There's no way to describe it, no word strong enough to explain it to its full extent. The pain was too great, too powerful, too manipulating, too... painful. I can't describe it, I couldn't describe it, and I won't ever be able to describe it. When it stopped, I was shaking. I felt freezing yet on fire at the same time, like my nerves were fried but my veins were filled with ice. I liked it better when I was getting electrocuted.

The scar guy, or as I liked to call him, the dickhead, bent down to me again. "I warned you. Now, tell me what I want to know, or I will push this button again."

I spat in his face again.

And he pushed the button.

* * *

This hell has been going on for weeks, but I lost count on the seventh. The pain of the electrocutions has numbed somewhat, probably because the voltages are frying my nerves. I can't imagine anything more painful.

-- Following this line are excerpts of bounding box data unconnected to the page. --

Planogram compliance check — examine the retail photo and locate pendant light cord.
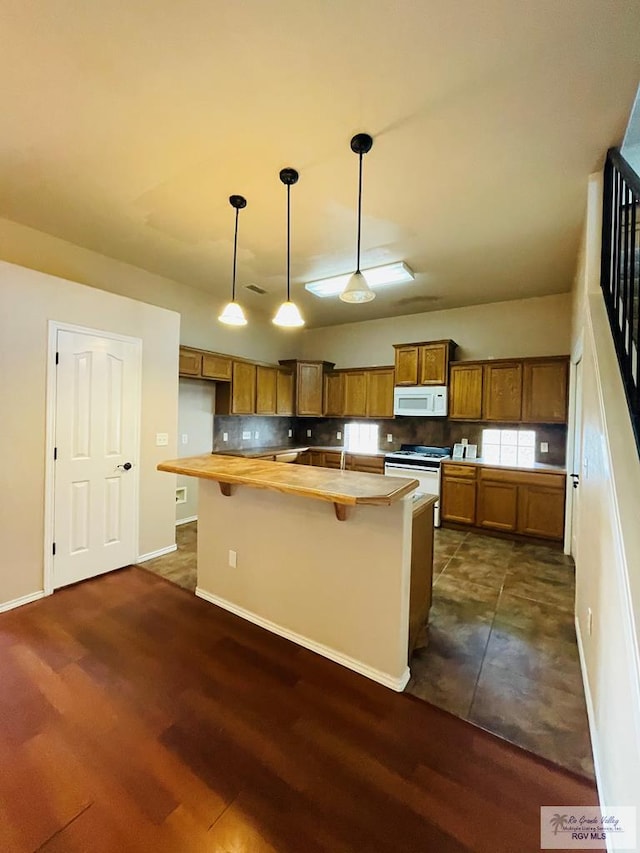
[231,207,240,302]
[287,184,291,302]
[356,151,362,272]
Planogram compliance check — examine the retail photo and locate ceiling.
[0,0,640,326]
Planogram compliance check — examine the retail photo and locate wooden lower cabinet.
[518,485,565,539]
[440,475,476,524]
[476,480,518,532]
[440,462,566,541]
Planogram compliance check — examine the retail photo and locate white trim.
[574,615,611,820]
[0,589,45,613]
[43,320,143,595]
[196,587,411,693]
[136,545,178,565]
[176,515,198,527]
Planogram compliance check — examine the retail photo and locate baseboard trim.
[196,587,411,693]
[0,589,44,613]
[136,545,178,563]
[575,616,613,824]
[176,515,198,527]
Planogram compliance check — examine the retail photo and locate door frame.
[564,332,584,559]
[43,320,142,595]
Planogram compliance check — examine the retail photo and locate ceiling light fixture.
[218,195,247,326]
[304,261,415,298]
[340,133,376,303]
[273,169,304,328]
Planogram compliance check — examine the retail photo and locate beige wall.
[0,261,180,604]
[572,176,640,814]
[198,480,412,689]
[289,293,571,367]
[0,219,282,361]
[176,378,216,521]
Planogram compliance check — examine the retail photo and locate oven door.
[384,462,440,527]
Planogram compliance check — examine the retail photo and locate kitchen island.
[158,454,431,690]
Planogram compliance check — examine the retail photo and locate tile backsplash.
[212,415,567,465]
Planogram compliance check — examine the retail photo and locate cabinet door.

Although, I don't know what the hell they're doing to Peeta.

They have placed Peeta and I in cells next to each other, and every time we are brought back, he looks worse. Sometimes it takes days until I see him again, or sometimes it takes days for him to gain consciousness. But his scream is fresh in my mind, no matter what. They're beating him like crazy, and I can bet a good chunk of money that his heart has stopped more than once. I wish that it would stop for good. For his sake.

After electrocuting me for information once again, they throw me back into my cell. I'm beginning to wish that I had slit my wrists with those playing cards a few weeks back. I clutch my eyes shut and clench my teeth, trying ever so hard to fight back tears. It seems to be getting harder and harder every day. But I will not break. I will not give them that satisfaction. They cannot manipulate me. I won't allow it.

Slowly, I sit up and look into Peeta's cell. He's lying down in the fetal position, his back against the bars that separate my cell from his, shaking. I reach through the bars and place a hand on his shoulder. He jerks up, looking around like a maniac, but relaxes when he realizes it's just me.

"Your foreh-head is bleed-ding," he stutters. I touch my index finger to my brow and see that it's dripping with dark blood. I sigh and wipe my forehead with the back of my sleeve.

"So i-is yours," I say. He has a deep gash that runs from the tip of his eyebrow to the middle of his forehead. He just nods and wipes his forehead with the back of his sleeve.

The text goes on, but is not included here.